HIV semptomlarının enfeksiyonun aşamasına göre değiştiğini ifade eden Liv Hospital Samsun Enfeksiyon ve Mikrobiyoloji Hastalıkları Uzmanı Prof. Dr. Sünbül, "Hastalık mikrobu kişiye bulaştıktan birkaç hafta sonra ya hiçbir belirti olmaz veya ateş, baş ağrısı, ciltte döküntü ve boğaz ağrısı gibi grip benzeri bulgular ortaya çıkar. Daha sonra enfeksiyon ilerler ve bağışıklık sistemi gittikçe zayıflar. Lenf bezlerinde şişme, kilo kaybı, ateş, ishal ve öksürük başlar. Tedavi edilmeyen hastalarda ise verem, menenjit, ciddi diğer enfeksiyonlar ve kanserler ortaya çıkar" diye konuştu.
"Gebelikte anneden bebeğe de geçebiliyor"
Bulaşma yolları ve risk gruplarından da bahseden Prof. Dr. Sünbül, "HIV hasta kişinin kan, süt, semen gibi vücut sıvıları ile bulaşır. Gebelikte anneden bebeğe geçer. Hasta kişi cinsel partnerine bulaştırır. Korunmasız ilişkide bulunanlar, damar içi uyuşturucu kullananlar, hastalık virüsünü taşıyan kişinin kan veya organının verildiği kişiler, steril olmayan aletlerle vücuduna dövme gibi uygulamalar yaptıranlar risk altındadır. Sifiliz, bel soğukluğu gibi cinsel yolla bulaşan hastalığı olanlarda risk artmaktadır. Ayrıca kaza ile hasta kişiye kullanılan iğnenin batması sonucu sağlık çalışanlarına da hastalık bulaşabilmektedir" şeklinde konuştu.
"Aynı gün sonucu çıkan testle tanı konabilir"
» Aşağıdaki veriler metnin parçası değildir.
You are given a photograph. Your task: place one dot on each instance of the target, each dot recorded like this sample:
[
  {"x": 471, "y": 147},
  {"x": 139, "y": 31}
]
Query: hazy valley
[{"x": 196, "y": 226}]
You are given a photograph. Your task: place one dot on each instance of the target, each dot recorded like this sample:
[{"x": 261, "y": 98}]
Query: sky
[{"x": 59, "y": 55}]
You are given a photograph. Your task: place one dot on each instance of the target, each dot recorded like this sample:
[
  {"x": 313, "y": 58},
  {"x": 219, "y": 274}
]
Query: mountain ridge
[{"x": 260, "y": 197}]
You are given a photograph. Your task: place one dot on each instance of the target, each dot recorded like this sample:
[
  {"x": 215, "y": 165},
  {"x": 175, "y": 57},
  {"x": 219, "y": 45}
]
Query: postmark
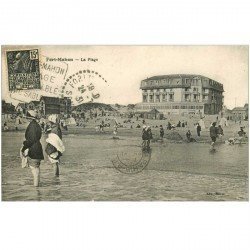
[
  {"x": 82, "y": 86},
  {"x": 131, "y": 159},
  {"x": 23, "y": 69},
  {"x": 52, "y": 75}
]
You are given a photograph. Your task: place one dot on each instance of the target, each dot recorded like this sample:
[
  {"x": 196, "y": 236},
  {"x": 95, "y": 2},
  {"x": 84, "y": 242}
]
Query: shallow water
[{"x": 176, "y": 171}]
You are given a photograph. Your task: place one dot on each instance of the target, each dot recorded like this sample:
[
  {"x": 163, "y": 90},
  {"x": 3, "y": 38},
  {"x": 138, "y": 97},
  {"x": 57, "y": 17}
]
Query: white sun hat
[{"x": 52, "y": 118}]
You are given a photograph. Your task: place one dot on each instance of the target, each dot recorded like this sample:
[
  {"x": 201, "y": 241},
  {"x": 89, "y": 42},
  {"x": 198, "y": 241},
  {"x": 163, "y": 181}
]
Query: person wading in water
[
  {"x": 32, "y": 147},
  {"x": 55, "y": 146}
]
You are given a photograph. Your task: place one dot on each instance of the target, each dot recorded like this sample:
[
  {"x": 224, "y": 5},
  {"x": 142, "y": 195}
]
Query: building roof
[
  {"x": 174, "y": 76},
  {"x": 35, "y": 102},
  {"x": 154, "y": 111},
  {"x": 175, "y": 83},
  {"x": 51, "y": 100},
  {"x": 239, "y": 109}
]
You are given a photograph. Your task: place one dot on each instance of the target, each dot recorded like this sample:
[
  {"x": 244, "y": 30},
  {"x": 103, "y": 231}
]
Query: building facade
[
  {"x": 53, "y": 105},
  {"x": 240, "y": 113},
  {"x": 181, "y": 94}
]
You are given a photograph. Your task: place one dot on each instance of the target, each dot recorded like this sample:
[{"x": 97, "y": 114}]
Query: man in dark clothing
[
  {"x": 149, "y": 136},
  {"x": 33, "y": 145},
  {"x": 161, "y": 132},
  {"x": 213, "y": 133},
  {"x": 198, "y": 130},
  {"x": 188, "y": 135}
]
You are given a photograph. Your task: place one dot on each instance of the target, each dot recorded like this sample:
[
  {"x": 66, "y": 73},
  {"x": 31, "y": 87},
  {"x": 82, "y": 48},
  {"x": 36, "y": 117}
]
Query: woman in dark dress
[{"x": 32, "y": 147}]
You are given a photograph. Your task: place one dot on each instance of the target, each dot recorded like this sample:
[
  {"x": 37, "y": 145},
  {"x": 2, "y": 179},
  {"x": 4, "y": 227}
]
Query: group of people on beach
[
  {"x": 217, "y": 132},
  {"x": 32, "y": 152}
]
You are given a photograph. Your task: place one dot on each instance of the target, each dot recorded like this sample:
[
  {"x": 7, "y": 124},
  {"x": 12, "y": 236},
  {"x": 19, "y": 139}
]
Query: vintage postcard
[{"x": 124, "y": 123}]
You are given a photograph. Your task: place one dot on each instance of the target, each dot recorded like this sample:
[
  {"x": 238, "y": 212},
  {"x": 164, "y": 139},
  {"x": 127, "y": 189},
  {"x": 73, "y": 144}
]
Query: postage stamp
[
  {"x": 52, "y": 75},
  {"x": 81, "y": 86},
  {"x": 23, "y": 69},
  {"x": 131, "y": 159}
]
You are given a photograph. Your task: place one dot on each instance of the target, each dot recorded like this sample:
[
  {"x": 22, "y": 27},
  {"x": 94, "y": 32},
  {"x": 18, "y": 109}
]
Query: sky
[{"x": 125, "y": 66}]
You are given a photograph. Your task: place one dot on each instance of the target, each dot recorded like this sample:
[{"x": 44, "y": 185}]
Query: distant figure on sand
[
  {"x": 220, "y": 131},
  {"x": 241, "y": 134},
  {"x": 213, "y": 134},
  {"x": 55, "y": 146},
  {"x": 198, "y": 128},
  {"x": 189, "y": 137},
  {"x": 146, "y": 136},
  {"x": 5, "y": 127},
  {"x": 149, "y": 136},
  {"x": 161, "y": 132},
  {"x": 32, "y": 147}
]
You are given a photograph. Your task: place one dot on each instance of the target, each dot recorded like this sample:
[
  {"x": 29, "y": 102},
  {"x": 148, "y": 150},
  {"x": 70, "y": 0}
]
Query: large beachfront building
[{"x": 181, "y": 94}]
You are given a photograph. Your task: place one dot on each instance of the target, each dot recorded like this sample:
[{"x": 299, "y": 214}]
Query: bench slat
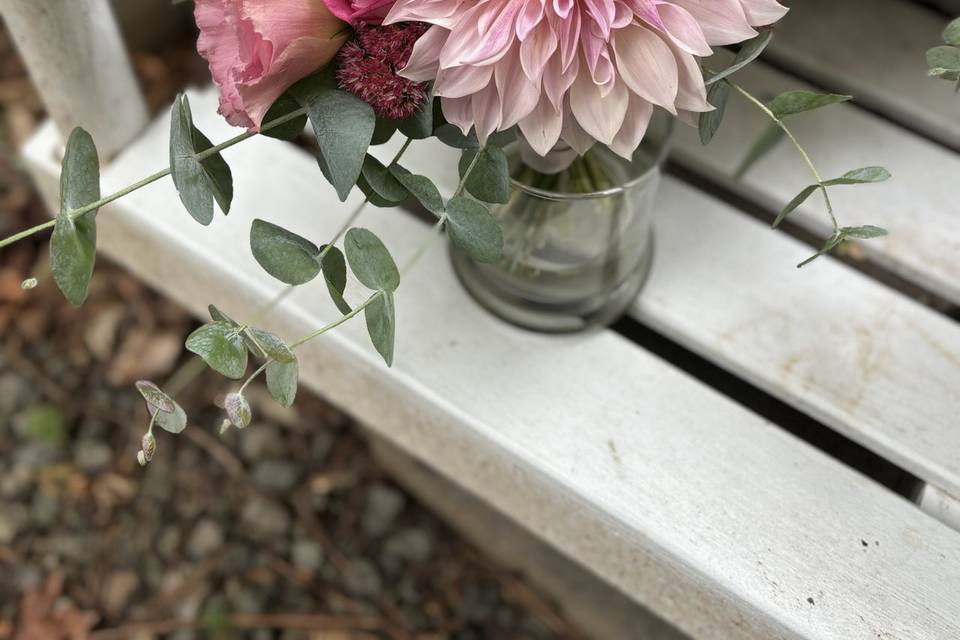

Prof. Dr. Mustafa Sünbül, hastalığın tanı ve tedavisi hakkında ise şunları söyledi:
"Günümüzde HIV tanısı aynı gün sonuçlanan testlerle konulabilmektedir. Bu ise erken tanı ve tedaviyi kolaylaştırmaktadır. Hastalık mikrobu alındıktan sonraki ilk 28 gün içerisinde antikor pozitif olur. Tanı testleri vücutta gelişen antikoru tespit eder. İlk basamak testi pozitif çıkan hastanın doğrulama testi yapılmalıdır. Ayrıca HIV'in genetiğini (HIV-RNA) tespit eden ve daha erken hastalık tanısını koymaya yarayan pahalı testler de vardır. Ancak bu test daha çok tedavinin takibinde kullanılmaktadır. HIV hastalığında erken tanı ve erken tedavi çok önemlidir. Günümüzde hastalık değişik tedavi rejimleri ile tedavi edilebilmektedir. Bu tedaviler virüsün çoğalmasını engellemekte, böylece hastanın bağışıklık sisteminin düzelmesine ve güçlenmesine yardım etmektedir. Sonuçta virüsün bulaştığı kişinin (konak) bağışıklık sistemi fırsatçı enfeksiyonlar ve kanserle mücadele kapasitesini yeniden kazanmaktadır. Yapılan çok sayıda çalışmaya rağmen hastalık için henüz etkili bir aşı geliştirilememiştir."